Protein 4.1 homologs

Another Drosophila protein with homology to protein 4.1 is the recently discovered Inscuteable (Kraut, 1996).

The Drosophila expanded (ex) gene encodes a product (Ex) that shares homology with the family of protein 4.1 proteins, many of which are found localized at specific lateral cell junctions and the apical cellular domain. Ex colocalizes with actin in the apical domain of imaginal disc epithelial cells, where it partially overlaps the distribution of proteins containing phosphotyrosine (PY). This suggests that Ex is present in or associated with adherens junctions. Genetic studies show that Ex is necessary for proper regulation of final cell number in adult wings and for the formation of eyes, distal leg, and distal antennal segments. Mitotic clones were generated that lack Ex, using the twin spot technique. These clones demonstrate that the primary function of Ex is to regulate cell proliferation. Overexpressing Ex protein results in a decrease in final cell number in wings, suggesting a direct relationship between Ex function and proliferation rate (Boedigheimer, 1997).

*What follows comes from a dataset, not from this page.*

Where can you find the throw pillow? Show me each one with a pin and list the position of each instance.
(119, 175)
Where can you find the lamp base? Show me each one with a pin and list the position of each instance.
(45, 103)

A protein tyrosine phosphatase (PTP), designated PTPMEG, contains sequence homology to protein 4.1. Recombinant protein and amino- and carboxyl-terminal peptides were used to obtain polyclonal antibodies against PTPMEG to identify endogenous PTPMEG in A172 cells and to show that the enzyme is primarily localized to the membrane and cytoskeletal fractions of these cells. The protein is phosphorylated in both cell types on serine and threonine residues. The multiple sites of phosphorylation are all within the intermediate domain of the protein between amino acids 386 and 503. This region also contains two PEST sequences and two proline-rich motifs that may confer binding to Src homology 3 domains (Note: proteins with a domain known as the Src homology 3 domain are known to bind proline rich motifs). The recombinant protein is cleaved by trypsin and calpain in this region and thereby activated 4-8-fold. The full-length molecule is found in extracts from unstimulated platelets, whereas extracts from both calcium ionophore- and thrombin-treated platelets contain proteolyzed and activated forms of the enzyme, indicating that proteolysis by calpain is evoked in response to thrombin. Prior incubation of platelets with calpeptin, an inhibitor of calpain, blocks the agonist-induced proteolysis (Gu, 1996).

Mutation of protein 4.1

Multiple protein 4.1 isoforms are expressed in a variety of tissues through complex alternative pre-mRNA splicing events, one function of which is to regulate use of two alternative translation initiation signals. Late erythroid cells express mainly the downstream initiation site for synthesis of prototypical 80-kD isoforms; in addition, nonerythroid cells use an upstream site to encode higher molecular mass isoform(s). The effects of a 5' gene rearrangement were studied in a family with hereditary elliptocytosis and complete deficiency of erythrocyte 4.1 protein on 4.1 isoform expression in erythroid vs. nonerythroid cells. Patient 4.1 mRNAs from reticulocytes, fibroblasts, and B lymphocytes were amplified by reverse transcriptase/polymerase chain reaction techniques and shown to exhibit a 318-nucleotide deletion that encompasses the downstream AUG, but leaves intact the upstream AUG. Immunoblot analysis revealed a total deficiency of 4.1 in patient red cells and a selective deficiency of 80-kD isoform(s) but not high molecular weight 4.1 in patient nonerythroid cells. Thus, the 4.1 gene mutation in this family produces an isoform-specific deficiency that is manifested clinically in tissue-specific fashion, such that red cells are affected but other cell types are unaffected because of tissue-specific differences in RNA splicing and translation initiation (Conboy, 1993).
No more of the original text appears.